As is the case for any other online community users can comment on the works they like (or sometimes dislike) These comments, good or bad, are a great opportunity for you to interact with admirers. So rather than being lazy and just commenting ‘ty’ on positive messages and ignoring critical ones take the time to start a conversation, even if it is to ask a detractor why they did not like a piece.

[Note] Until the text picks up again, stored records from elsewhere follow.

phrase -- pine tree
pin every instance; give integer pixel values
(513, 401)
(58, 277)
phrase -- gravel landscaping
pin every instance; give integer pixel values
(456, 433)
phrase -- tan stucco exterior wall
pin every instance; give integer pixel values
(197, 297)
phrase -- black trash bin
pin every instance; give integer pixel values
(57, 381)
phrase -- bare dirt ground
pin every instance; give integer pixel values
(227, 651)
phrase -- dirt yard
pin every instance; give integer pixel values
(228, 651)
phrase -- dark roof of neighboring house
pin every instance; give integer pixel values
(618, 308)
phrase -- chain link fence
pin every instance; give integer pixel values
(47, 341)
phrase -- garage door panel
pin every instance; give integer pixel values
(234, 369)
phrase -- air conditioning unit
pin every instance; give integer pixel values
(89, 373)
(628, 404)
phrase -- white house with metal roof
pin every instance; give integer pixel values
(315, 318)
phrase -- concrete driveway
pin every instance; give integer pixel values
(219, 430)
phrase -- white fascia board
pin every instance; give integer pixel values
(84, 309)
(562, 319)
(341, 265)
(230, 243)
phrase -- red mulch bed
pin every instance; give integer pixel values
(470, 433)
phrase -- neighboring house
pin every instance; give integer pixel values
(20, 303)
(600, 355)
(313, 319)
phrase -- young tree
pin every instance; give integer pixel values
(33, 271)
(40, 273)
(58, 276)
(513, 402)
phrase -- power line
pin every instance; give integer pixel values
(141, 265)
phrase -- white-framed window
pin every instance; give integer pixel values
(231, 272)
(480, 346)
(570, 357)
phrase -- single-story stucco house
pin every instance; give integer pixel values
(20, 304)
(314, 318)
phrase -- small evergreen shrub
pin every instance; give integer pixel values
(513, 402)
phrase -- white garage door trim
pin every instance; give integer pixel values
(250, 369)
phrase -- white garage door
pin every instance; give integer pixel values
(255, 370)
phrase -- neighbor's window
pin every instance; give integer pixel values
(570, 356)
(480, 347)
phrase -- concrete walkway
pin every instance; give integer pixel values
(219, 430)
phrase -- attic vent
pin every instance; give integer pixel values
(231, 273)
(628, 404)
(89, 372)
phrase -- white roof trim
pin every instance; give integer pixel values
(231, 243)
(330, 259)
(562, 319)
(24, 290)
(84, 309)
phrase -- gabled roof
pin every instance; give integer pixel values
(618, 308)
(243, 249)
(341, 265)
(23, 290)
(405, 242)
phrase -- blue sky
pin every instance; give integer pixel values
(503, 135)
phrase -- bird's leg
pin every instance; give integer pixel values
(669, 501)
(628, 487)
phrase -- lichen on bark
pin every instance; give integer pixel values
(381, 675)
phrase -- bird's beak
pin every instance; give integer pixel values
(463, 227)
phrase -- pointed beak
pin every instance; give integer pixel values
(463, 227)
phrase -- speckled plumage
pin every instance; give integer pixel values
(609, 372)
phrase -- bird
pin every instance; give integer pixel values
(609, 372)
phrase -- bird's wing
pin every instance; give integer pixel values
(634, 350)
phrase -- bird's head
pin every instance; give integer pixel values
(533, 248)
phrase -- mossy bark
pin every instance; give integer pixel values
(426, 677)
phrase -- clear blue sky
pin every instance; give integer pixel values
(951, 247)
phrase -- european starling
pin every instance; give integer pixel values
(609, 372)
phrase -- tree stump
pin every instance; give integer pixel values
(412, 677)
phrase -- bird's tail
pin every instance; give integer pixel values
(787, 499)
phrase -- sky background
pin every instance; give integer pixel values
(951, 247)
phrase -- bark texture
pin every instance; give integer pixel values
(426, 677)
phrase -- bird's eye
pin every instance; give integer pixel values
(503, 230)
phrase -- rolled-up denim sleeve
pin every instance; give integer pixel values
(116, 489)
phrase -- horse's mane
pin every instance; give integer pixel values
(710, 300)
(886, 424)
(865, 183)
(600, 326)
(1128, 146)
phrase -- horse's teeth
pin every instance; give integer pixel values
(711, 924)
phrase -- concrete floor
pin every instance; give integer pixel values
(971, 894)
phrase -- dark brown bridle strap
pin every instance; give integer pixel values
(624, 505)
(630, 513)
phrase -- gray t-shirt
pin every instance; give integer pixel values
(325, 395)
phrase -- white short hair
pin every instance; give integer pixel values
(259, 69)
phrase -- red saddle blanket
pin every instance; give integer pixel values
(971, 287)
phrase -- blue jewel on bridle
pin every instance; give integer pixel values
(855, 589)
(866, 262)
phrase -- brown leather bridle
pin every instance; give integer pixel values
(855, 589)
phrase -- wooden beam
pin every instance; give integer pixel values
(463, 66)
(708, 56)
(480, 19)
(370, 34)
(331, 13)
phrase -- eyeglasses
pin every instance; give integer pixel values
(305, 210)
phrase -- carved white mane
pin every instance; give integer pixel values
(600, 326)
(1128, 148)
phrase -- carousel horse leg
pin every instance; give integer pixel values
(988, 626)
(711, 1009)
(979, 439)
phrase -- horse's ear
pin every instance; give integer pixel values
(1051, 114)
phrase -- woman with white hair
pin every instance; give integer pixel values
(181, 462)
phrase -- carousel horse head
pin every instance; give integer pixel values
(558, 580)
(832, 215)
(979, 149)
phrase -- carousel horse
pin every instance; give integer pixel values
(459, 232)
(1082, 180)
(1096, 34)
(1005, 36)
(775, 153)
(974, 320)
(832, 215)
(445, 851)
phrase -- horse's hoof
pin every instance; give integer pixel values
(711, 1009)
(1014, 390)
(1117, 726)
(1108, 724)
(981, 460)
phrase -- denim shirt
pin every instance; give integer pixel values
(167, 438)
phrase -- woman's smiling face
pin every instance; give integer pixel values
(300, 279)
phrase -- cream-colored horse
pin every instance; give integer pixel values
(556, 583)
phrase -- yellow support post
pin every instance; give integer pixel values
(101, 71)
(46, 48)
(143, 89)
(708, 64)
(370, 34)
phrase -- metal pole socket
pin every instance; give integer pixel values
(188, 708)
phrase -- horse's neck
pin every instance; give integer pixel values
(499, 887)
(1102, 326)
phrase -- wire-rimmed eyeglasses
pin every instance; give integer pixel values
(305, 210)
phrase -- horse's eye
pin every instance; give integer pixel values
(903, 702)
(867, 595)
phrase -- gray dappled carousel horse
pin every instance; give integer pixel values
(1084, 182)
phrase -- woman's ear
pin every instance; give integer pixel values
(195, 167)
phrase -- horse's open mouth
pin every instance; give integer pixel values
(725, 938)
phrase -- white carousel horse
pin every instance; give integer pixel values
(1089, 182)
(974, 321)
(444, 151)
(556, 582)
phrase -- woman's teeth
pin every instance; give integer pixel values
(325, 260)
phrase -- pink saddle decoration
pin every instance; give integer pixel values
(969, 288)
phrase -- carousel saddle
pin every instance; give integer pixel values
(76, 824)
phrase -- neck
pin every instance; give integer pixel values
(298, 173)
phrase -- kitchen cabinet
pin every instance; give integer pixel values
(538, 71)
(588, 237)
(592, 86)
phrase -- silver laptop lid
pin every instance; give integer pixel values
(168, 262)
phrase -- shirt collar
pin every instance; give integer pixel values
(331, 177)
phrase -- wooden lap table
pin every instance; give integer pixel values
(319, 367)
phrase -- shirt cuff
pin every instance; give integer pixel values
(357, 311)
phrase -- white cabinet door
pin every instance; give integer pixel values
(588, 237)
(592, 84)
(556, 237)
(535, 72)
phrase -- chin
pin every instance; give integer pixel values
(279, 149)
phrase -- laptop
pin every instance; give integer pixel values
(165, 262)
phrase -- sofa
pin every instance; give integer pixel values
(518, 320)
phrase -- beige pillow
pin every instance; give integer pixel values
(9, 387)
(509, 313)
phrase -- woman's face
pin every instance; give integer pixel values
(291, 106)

Participate in Community Projects

DeviantArt is a community and as community projects are constantly in action. The projects are simple to understand; a theme is presented and artists are asked to create around that theme. These are often based around popular holidays and events (Valentine’s Day, Christmas, The World Cup even) and so attract a lot of views, something that you really need on DeviantArt.

Take Commissions

Many of the people who use DeviantArt as non artists have come looking for something specific, often to use for themselves. But even if they like your work in particular you may not be displaying quite what they were hoping to see. To satisfy these people, and to push yourself as an artist, offer to take commissions. Users post commission requests all the time, so get into the habit of checking the noticeboards for requests that may suit your talents.

As is the case for anything else, a satisfied ‘customer’ is very likely to tell others about their positive experience, essentially publicizing your work for you without you having to do a thing.

Go Premium

If you are serious about your art the you have to be willing to make an investment in it. A standard account on DeviantArt is always going to be free, but there are advantages to a premium membership that you should consider, especially as it only costs $29 per year.